What Chomsky wrote in self-defense
Rakesh Bhandari
bhandari at phoenix.Princeton.EDU
Wed Oct 28 09:27:14 PST 1998
I think this Nation letter shows how badly Chomsky has muddied the waters.
On the one hand, he defends his right to defend Faurisson without careful
analysis or indeed any knowledge of what he has actually written (an
admirable and justifiable position); on the other hand, he attempts to
reassure us that Faurisson supported the good fight against the Nazis while
correctly underlining that it is irrelevant to the civil liberties issue.
But having made the parenthetical comment, Chomsky now makes it impossible
to determine whether his defense of free speech is absolute or whether he
thinks in the case of RF free speech win outs because of the little actual
danger RF represents as he is not a real fascist or war criminal (indeed
according to Chomsky he is a Jew sympathizer), or does not control the
media. I can understand why people would be outraged by Chomsky's lame
attempt to reassure us that RF is no real danger, and perhaps they then
confused their opposition to Chomsky's irrelevant comments with opposition
to his brave defense of civil liberties. But in my reading Chomsky is as
much to blame for the confusion here.
I still don't understand how Faurisson was building his Holocaust denials
into his lectures on French literature. Professors are not allowed to teach
whatever they want; their courses have to be approved, right (I am not a
professor)? For example, a prof once told me that the relevant committee
would likely not grant him permission to teach only three volumes of one
damn book (Marx's Capital in a geography course) for a whole semester. Why
was RF given approval to deny the Shoah in a course on French literature?

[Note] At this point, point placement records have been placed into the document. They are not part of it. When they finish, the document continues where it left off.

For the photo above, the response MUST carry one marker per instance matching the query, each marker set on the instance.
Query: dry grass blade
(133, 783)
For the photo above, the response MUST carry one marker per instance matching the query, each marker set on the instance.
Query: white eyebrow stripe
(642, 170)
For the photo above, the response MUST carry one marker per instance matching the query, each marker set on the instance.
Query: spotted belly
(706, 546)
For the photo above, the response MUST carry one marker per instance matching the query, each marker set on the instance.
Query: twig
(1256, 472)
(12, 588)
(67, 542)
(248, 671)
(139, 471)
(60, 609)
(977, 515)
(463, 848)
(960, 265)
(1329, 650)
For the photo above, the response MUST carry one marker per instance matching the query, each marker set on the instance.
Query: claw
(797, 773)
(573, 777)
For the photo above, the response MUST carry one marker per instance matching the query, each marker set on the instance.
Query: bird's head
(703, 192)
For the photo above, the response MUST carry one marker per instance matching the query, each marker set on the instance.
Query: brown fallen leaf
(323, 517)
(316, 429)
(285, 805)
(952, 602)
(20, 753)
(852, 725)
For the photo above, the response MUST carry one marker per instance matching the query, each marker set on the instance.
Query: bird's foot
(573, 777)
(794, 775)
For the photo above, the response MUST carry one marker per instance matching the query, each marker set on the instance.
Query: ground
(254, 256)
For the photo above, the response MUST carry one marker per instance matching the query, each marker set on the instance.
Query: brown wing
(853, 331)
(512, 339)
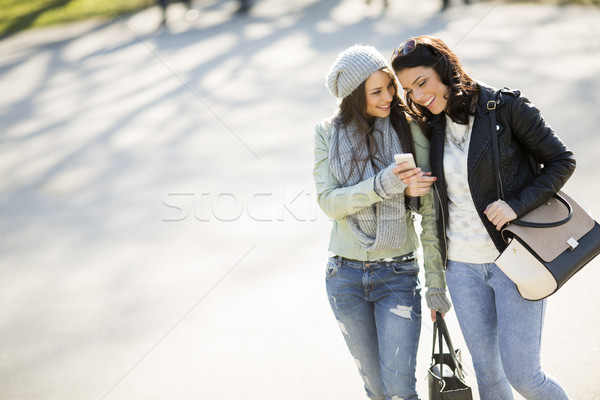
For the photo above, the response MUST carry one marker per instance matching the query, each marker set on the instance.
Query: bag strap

How did he fit it into such a course?
>courageously against Nazism" in "the right cause"). I even wrote in 1969
>that it would be wrong to bar counterinsurgency research in the
>universities, though it was being used to murder and destroy, a position
>that I am not sure I could defend.
It surely would not be wrong to deny such research, however it was dressed
up, any and all funding (there are better ways to spend it); it would
surely not be wrong not deny it a scientific imprimatur. For example, what
are we to make of Yale mathematician Serge Lange's argument that Samuel
Huntington's math was not of sufficient quality to allow him entry into the
National Academy of Sciences?
Seemed like a reasonable argument to me.